Also published at my web magazine, The Public Record.
As Alaska Gov. Sarah Palin works to derail a legislative inquiry into her firing of the public safety commissioner, state officials are vowing to finish a report on the controversy by Oct. 10 and to weigh contempt proceedings against Palin’s husband early next year.
Palin, who initially welcomed the investigation into her dismissal of commissioner Walt Monegan in July, now appears determined to block completion of the inquiry before the Nov. 4 election when she hopes to become the next Vice President of the United States.
But her delaying tactics may extend the controversy into the start of John McCain’s presidency should he win. That could create a distraction for the new administration, especially if Palin’s husband Todd faces possible arrest for ignoring a subpoena from the state legislature.
Palin’s handling of the case also raises more questions about her credibility as a “reformer” who says no one is above the law. She now seems to be counting on her new-found celebrity and the hardball tactics of national Republican operatives to shield her from legislative oversight.
Further, Palin’s resistance to the investigation may remind some voters of the disdain that President George W. Bush has shown toward congressional oversight, including a similar pattern of ignoring subpoenas issued to Bush’s top aides who were involved in the 2006 firing of nine federal prosecutors deemed not “loyal Bushies.”
With the McCain campaign battling Democratic accusations that a McCain presidency would mean “more of the same,” the image of Palin and her husband refusing to answer questions about an alleged abuse of power might recall the troubling image of Bush stonewalling congressional oversight.
Palin’s “Troopergate” scandal centers on whether the governor, her husband and several of her senior aides pressured commissioner Monegan to fire Mike Wooten, a state trooper who was in an ugly divorce and child custody dispute with Gov. Palin's sister.
In Alaska, the battle lines around the scandal have grown sharper in the past two weeks as the McCain campaign dispatched national Republican operatives to advise Palin and her inner circle how to contest and discredit the legislative inquiry.
Demeaning the Prosecutor
Rescinding her earlier promise to cooperate, Palin then began challenging the legitimacy of the investigation and demeaning the professionalism of independent counsel Steven Branchflower, a longtime prosecutor hired to conduct the probe.
Palin’s lawyer, Thomas Van Flein, toughened the rhetoric this past week, claiming the investigation was “being pursued for partisan purposes” and arguing that the Judiciary Committee has no authority to investigate the governor’s office.
Additionally, Van Flein said the subpoena issued for Todd Palin is “unduly burdensome” due to “preexisting travel plans” because his wife is the Republican Party’s vice presidential nominee.
McCain-Palin campaign aide Meg Stapleton offered up another novel legal argument on Thursday, saying Alaska law prohibits action on ethics violations while someone is running for elected office.
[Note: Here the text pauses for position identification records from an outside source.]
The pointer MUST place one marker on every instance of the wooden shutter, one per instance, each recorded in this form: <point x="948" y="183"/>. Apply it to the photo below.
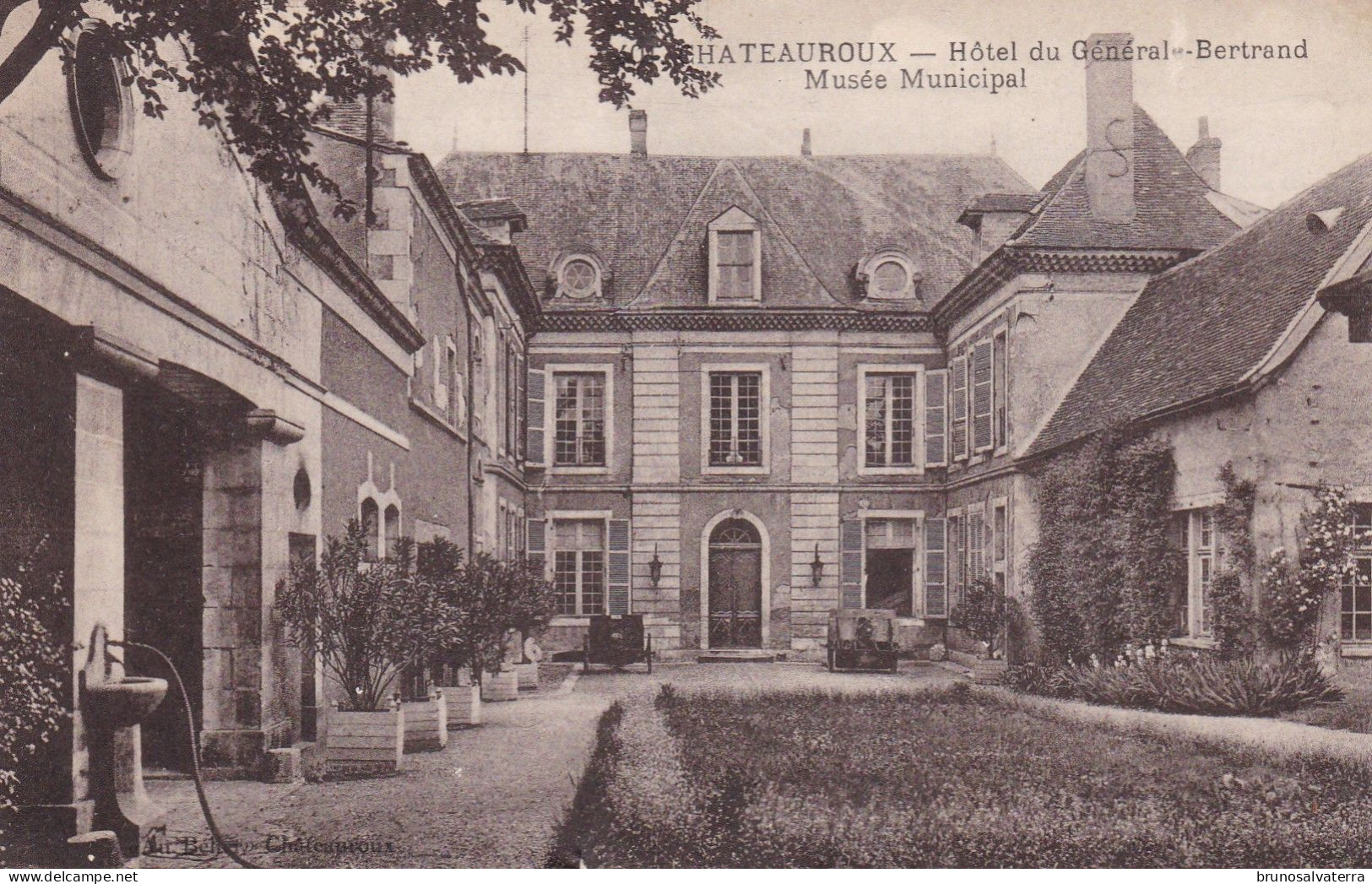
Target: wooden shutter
<point x="537" y="405"/>
<point x="936" y="567"/>
<point x="981" y="397"/>
<point x="535" y="542"/>
<point x="851" y="563"/>
<point x="958" y="385"/>
<point x="936" y="418"/>
<point x="618" y="572"/>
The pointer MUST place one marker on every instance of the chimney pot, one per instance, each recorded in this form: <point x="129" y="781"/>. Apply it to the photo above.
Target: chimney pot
<point x="1110" y="128"/>
<point x="638" y="132"/>
<point x="1205" y="155"/>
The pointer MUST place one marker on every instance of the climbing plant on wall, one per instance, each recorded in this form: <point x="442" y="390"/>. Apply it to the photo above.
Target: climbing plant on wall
<point x="1104" y="568"/>
<point x="1234" y="622"/>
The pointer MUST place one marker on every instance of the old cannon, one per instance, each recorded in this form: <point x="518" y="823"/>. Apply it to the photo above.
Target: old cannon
<point x="618" y="640"/>
<point x="862" y="638"/>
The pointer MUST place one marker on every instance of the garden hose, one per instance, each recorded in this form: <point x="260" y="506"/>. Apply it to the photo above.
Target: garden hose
<point x="195" y="754"/>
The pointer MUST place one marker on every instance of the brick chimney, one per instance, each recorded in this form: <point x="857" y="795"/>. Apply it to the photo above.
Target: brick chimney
<point x="1110" y="128"/>
<point x="1205" y="155"/>
<point x="638" y="132"/>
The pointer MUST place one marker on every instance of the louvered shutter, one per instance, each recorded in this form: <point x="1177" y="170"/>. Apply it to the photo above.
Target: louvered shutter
<point x="936" y="567"/>
<point x="976" y="546"/>
<point x="981" y="399"/>
<point x="537" y="407"/>
<point x="958" y="385"/>
<point x="851" y="563"/>
<point x="936" y="418"/>
<point x="619" y="566"/>
<point x="535" y="544"/>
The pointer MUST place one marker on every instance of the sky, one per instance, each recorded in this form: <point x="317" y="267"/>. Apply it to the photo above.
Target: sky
<point x="1284" y="124"/>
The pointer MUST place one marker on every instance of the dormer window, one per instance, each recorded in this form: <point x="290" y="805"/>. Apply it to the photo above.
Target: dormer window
<point x="578" y="274"/>
<point x="889" y="274"/>
<point x="735" y="258"/>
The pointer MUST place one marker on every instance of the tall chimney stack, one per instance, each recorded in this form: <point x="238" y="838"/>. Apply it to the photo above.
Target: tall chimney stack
<point x="638" y="132"/>
<point x="1110" y="128"/>
<point x="1205" y="155"/>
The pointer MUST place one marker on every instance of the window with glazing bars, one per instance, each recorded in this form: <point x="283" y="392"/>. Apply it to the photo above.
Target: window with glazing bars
<point x="891" y="420"/>
<point x="579" y="438"/>
<point x="735" y="263"/>
<point x="579" y="567"/>
<point x="1356" y="607"/>
<point x="735" y="426"/>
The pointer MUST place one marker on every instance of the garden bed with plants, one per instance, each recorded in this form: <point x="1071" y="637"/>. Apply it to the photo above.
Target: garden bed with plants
<point x="940" y="778"/>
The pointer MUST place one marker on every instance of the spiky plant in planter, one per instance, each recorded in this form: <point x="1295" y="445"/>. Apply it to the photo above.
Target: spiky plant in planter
<point x="366" y="622"/>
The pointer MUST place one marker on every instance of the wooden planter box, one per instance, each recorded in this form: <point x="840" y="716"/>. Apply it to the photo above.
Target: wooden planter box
<point x="500" y="686"/>
<point x="464" y="706"/>
<point x="372" y="741"/>
<point x="527" y="675"/>
<point x="426" y="724"/>
<point x="988" y="671"/>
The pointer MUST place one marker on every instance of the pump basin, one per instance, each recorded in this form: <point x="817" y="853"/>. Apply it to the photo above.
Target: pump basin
<point x="121" y="702"/>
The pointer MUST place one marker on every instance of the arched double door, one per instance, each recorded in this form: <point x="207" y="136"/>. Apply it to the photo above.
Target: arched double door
<point x="735" y="585"/>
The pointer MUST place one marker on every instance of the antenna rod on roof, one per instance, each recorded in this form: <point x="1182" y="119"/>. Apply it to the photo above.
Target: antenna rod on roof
<point x="526" y="88"/>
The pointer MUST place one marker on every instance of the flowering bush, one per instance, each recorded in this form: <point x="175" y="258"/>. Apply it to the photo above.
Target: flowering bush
<point x="366" y="621"/>
<point x="1293" y="596"/>
<point x="33" y="664"/>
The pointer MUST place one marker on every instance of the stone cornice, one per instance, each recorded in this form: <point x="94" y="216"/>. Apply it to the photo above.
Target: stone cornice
<point x="735" y="320"/>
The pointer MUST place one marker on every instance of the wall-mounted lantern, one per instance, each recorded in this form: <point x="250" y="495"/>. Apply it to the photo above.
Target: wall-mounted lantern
<point x="654" y="568"/>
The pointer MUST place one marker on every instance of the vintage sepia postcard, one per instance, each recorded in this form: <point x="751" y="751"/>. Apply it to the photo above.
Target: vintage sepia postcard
<point x="658" y="434"/>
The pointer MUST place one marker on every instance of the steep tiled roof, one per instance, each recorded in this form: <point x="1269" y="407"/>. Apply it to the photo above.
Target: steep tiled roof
<point x="647" y="217"/>
<point x="1170" y="206"/>
<point x="1198" y="329"/>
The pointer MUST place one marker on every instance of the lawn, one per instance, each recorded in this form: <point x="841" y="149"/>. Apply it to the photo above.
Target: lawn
<point x="940" y="778"/>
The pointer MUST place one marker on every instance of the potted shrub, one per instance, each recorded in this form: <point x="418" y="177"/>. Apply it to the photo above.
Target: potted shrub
<point x="366" y="622"/>
<point x="983" y="614"/>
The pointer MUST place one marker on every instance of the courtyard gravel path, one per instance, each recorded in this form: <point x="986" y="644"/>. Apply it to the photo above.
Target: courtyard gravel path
<point x="493" y="798"/>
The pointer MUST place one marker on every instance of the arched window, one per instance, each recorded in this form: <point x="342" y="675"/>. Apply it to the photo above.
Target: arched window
<point x="371" y="528"/>
<point x="393" y="529"/>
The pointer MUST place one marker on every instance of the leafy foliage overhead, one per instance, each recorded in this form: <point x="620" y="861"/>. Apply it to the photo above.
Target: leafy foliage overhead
<point x="261" y="69"/>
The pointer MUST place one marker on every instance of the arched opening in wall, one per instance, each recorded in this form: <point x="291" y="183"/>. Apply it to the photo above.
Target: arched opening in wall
<point x="735" y="585"/>
<point x="393" y="530"/>
<point x="371" y="528"/>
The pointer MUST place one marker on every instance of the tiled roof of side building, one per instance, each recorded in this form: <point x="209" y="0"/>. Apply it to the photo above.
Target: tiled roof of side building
<point x="1200" y="329"/>
<point x="647" y="217"/>
<point x="1170" y="206"/>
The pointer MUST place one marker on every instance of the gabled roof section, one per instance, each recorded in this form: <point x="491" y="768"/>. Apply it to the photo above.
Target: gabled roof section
<point x="1172" y="210"/>
<point x="647" y="217"/>
<point x="1205" y="328"/>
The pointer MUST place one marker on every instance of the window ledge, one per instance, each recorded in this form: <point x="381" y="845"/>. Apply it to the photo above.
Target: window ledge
<point x="1192" y="643"/>
<point x="432" y="415"/>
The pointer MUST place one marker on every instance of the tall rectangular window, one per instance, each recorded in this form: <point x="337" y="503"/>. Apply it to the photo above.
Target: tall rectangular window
<point x="735" y="419"/>
<point x="999" y="383"/>
<point x="735" y="265"/>
<point x="579" y="566"/>
<point x="891" y="420"/>
<point x="579" y="412"/>
<point x="1356" y="603"/>
<point x="1203" y="557"/>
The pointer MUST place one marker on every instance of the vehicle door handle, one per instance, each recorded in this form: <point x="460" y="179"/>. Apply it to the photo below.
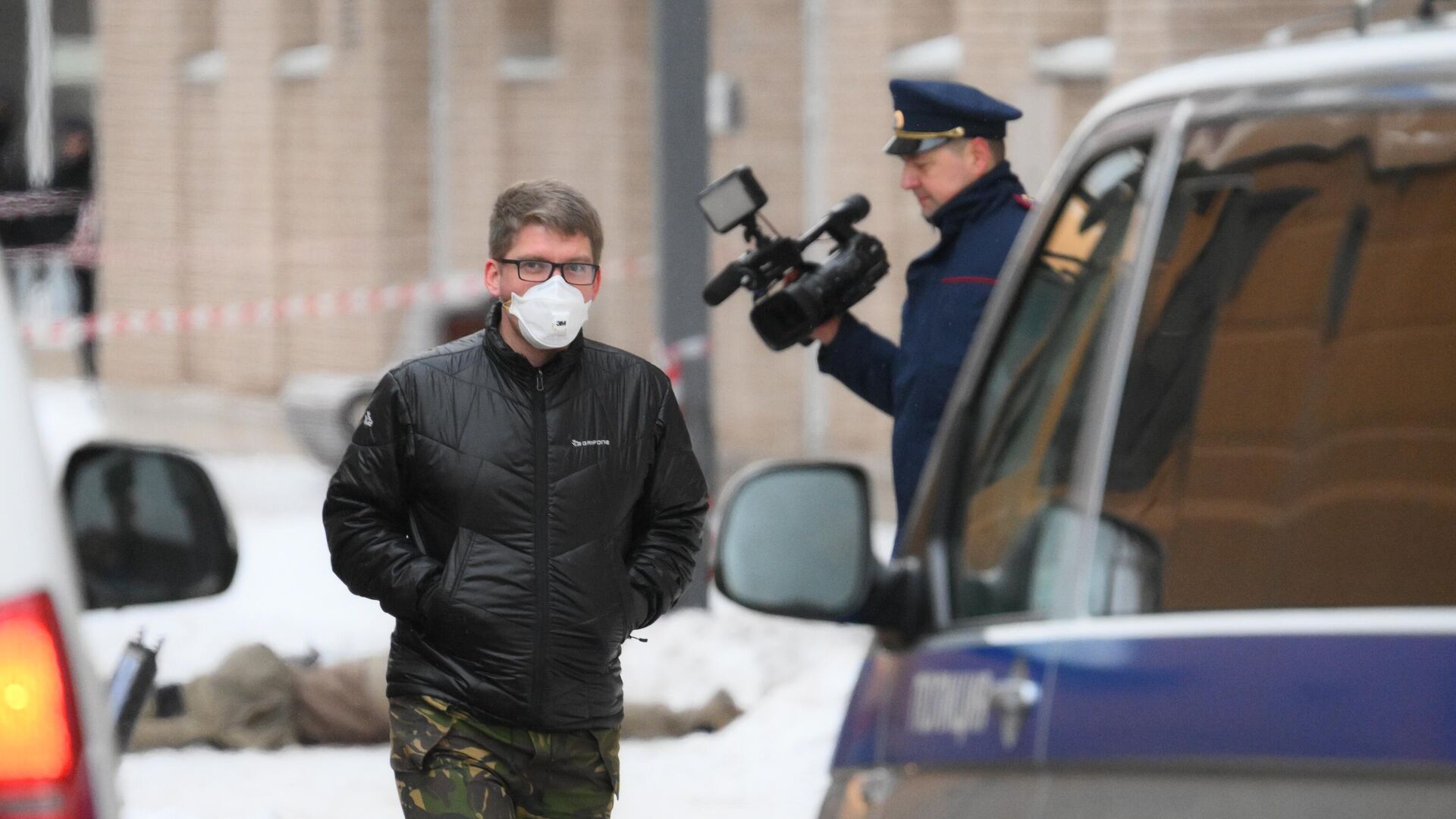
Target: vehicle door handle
<point x="1014" y="697"/>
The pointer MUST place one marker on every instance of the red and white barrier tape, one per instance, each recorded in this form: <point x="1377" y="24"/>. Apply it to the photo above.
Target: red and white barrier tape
<point x="262" y="312"/>
<point x="673" y="356"/>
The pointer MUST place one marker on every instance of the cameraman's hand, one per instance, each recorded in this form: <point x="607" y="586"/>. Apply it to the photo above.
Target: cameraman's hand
<point x="826" y="331"/>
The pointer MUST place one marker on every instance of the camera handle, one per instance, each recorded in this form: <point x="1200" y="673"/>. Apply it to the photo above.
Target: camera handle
<point x="755" y="270"/>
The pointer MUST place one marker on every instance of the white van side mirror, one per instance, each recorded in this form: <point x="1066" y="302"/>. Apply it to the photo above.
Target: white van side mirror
<point x="794" y="539"/>
<point x="147" y="526"/>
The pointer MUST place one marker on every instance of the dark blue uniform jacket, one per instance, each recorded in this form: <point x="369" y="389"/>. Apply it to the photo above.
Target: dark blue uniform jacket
<point x="948" y="287"/>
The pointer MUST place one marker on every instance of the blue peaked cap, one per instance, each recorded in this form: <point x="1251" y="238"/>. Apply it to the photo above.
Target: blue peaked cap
<point x="929" y="114"/>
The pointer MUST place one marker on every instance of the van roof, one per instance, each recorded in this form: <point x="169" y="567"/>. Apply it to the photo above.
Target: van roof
<point x="1388" y="50"/>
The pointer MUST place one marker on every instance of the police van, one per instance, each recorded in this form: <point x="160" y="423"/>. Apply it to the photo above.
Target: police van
<point x="137" y="525"/>
<point x="1185" y="545"/>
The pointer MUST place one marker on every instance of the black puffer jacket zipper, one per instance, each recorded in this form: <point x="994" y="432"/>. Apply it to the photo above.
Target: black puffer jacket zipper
<point x="542" y="550"/>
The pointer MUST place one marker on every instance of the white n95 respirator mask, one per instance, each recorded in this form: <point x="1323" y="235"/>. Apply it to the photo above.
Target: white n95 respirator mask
<point x="551" y="314"/>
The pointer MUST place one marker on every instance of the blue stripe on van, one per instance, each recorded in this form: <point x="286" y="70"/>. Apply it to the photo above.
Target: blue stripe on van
<point x="1223" y="700"/>
<point x="1362" y="698"/>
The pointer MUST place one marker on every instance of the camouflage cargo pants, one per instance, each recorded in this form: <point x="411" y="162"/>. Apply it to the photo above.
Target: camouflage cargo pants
<point x="452" y="765"/>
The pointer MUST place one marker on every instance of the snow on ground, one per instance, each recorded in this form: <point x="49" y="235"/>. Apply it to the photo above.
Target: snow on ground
<point x="791" y="678"/>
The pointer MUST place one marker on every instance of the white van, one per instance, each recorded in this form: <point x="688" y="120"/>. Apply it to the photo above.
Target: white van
<point x="145" y="526"/>
<point x="1185" y="545"/>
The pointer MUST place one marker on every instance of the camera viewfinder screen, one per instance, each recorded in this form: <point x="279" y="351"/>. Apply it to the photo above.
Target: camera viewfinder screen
<point x="728" y="202"/>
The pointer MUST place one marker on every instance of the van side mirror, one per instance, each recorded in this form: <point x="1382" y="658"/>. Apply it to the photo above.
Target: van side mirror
<point x="147" y="526"/>
<point x="794" y="539"/>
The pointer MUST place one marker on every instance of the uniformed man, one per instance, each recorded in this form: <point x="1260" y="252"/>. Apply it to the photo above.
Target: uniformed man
<point x="951" y="139"/>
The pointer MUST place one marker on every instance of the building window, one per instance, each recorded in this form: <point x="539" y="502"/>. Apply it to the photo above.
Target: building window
<point x="529" y="49"/>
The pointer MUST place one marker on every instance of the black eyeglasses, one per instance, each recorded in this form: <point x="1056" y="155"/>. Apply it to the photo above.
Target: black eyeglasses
<point x="538" y="270"/>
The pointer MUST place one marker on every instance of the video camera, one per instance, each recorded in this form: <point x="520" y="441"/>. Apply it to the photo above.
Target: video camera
<point x="786" y="309"/>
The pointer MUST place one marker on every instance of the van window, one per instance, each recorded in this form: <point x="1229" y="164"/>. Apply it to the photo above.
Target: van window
<point x="1288" y="430"/>
<point x="1027" y="410"/>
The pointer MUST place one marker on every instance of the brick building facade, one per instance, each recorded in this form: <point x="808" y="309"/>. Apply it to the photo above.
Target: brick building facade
<point x="267" y="148"/>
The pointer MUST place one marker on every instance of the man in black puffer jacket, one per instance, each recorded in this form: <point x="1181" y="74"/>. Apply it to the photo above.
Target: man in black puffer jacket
<point x="520" y="500"/>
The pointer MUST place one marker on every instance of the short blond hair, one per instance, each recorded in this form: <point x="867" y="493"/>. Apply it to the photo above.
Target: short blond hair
<point x="549" y="203"/>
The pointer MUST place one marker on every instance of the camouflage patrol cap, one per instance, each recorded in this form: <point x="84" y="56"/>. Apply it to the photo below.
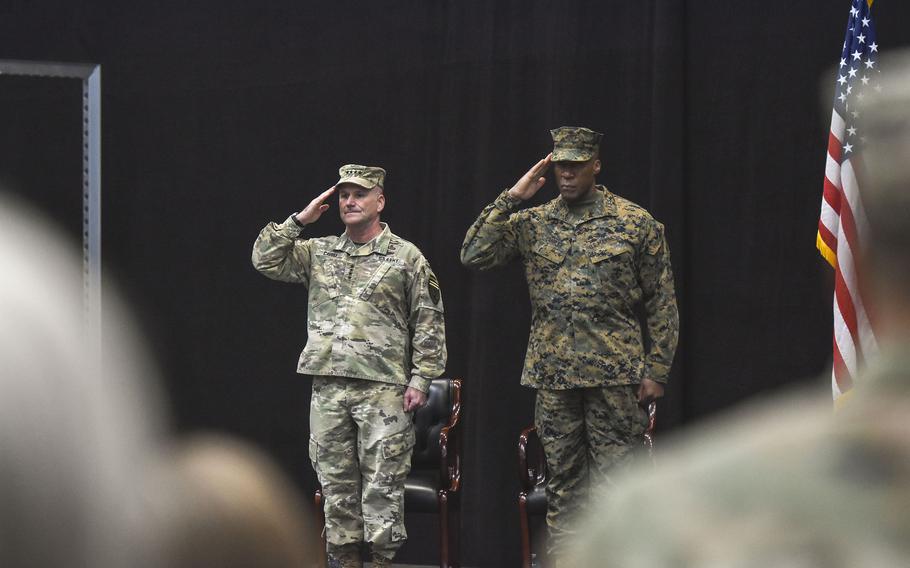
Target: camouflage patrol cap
<point x="574" y="144"/>
<point x="364" y="176"/>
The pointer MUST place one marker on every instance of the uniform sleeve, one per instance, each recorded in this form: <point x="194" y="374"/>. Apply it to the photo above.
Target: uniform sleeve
<point x="659" y="298"/>
<point x="427" y="327"/>
<point x="280" y="254"/>
<point x="493" y="239"/>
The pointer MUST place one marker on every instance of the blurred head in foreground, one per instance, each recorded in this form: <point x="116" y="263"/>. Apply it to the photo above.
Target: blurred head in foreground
<point x="788" y="483"/>
<point x="226" y="505"/>
<point x="75" y="442"/>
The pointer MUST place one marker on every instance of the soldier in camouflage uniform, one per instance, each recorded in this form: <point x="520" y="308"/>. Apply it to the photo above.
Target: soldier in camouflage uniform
<point x="591" y="259"/>
<point x="375" y="340"/>
<point x="790" y="483"/>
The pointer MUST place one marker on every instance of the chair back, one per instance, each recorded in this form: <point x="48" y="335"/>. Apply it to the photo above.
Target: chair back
<point x="429" y="421"/>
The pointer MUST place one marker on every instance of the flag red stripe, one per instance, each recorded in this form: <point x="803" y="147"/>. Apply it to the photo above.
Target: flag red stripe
<point x="828" y="238"/>
<point x="848" y="311"/>
<point x="834" y="146"/>
<point x="832" y="195"/>
<point x="841" y="376"/>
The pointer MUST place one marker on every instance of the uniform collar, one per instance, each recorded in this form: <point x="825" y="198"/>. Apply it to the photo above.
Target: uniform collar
<point x="604" y="206"/>
<point x="379" y="244"/>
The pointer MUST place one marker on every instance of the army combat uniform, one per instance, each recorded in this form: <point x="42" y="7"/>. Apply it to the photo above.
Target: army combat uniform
<point x="588" y="269"/>
<point x="375" y="326"/>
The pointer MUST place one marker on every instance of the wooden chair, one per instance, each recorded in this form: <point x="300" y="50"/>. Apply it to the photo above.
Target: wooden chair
<point x="434" y="484"/>
<point x="532" y="474"/>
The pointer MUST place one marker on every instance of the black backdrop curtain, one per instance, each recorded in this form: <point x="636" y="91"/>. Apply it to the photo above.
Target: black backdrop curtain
<point x="221" y="116"/>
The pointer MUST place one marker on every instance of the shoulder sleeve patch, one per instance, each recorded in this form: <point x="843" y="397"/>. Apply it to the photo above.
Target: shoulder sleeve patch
<point x="433" y="288"/>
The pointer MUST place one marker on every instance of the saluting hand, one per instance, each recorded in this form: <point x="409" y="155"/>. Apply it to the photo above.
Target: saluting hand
<point x="316" y="208"/>
<point x="531" y="182"/>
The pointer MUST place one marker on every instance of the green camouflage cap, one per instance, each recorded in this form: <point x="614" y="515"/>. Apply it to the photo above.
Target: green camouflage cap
<point x="364" y="176"/>
<point x="574" y="144"/>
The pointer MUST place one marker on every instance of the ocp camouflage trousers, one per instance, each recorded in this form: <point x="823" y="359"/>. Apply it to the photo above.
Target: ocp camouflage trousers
<point x="587" y="434"/>
<point x="361" y="441"/>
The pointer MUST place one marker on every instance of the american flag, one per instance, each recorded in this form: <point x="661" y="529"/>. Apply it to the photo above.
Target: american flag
<point x="842" y="225"/>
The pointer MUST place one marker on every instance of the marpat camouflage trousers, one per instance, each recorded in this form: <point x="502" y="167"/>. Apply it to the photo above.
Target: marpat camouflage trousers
<point x="586" y="433"/>
<point x="361" y="441"/>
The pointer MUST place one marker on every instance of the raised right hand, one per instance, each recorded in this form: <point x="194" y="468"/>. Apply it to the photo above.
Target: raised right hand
<point x="531" y="182"/>
<point x="316" y="208"/>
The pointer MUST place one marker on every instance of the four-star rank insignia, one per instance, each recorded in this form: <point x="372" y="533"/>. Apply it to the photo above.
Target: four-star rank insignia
<point x="433" y="288"/>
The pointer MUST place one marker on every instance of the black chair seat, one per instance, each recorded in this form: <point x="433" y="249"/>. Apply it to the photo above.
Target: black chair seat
<point x="537" y="501"/>
<point x="421" y="492"/>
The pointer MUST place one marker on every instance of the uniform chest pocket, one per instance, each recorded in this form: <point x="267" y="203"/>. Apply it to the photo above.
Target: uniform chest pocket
<point x="612" y="252"/>
<point x="328" y="278"/>
<point x="614" y="264"/>
<point x="548" y="253"/>
<point x="374" y="280"/>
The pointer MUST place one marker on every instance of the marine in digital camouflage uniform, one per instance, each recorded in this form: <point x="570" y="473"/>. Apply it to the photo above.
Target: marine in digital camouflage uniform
<point x="791" y="482"/>
<point x="375" y="340"/>
<point x="591" y="260"/>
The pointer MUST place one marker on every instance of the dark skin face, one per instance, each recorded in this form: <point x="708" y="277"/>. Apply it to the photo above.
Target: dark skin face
<point x="575" y="180"/>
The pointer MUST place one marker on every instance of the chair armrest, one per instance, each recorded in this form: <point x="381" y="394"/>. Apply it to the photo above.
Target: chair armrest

“That law was passed to insulate investigations from exactly the kind of political maneuvering we are seeing in this inquiry," Stapleton said. However, the law pertains to individuals running for statewide office, not national.
Stapleton also said Monegan was fired because of “insubordination with respect to the budget process,” not because he balked at Palin’s demands that he oust her ex-brother-in-law.
Despite Palin’s success rallying some state Republican lawmakers to her side in the Troopergate battle, other legislative leaders from both parties appeared unwilling to back down in the face of the governor’s pressure.
Alaska Sen. Hollis French, a Democrat, recommended on Friday that Todd Palin and the two other Palin aides be held in contempt for their refusal to honor the legislative subpoenas.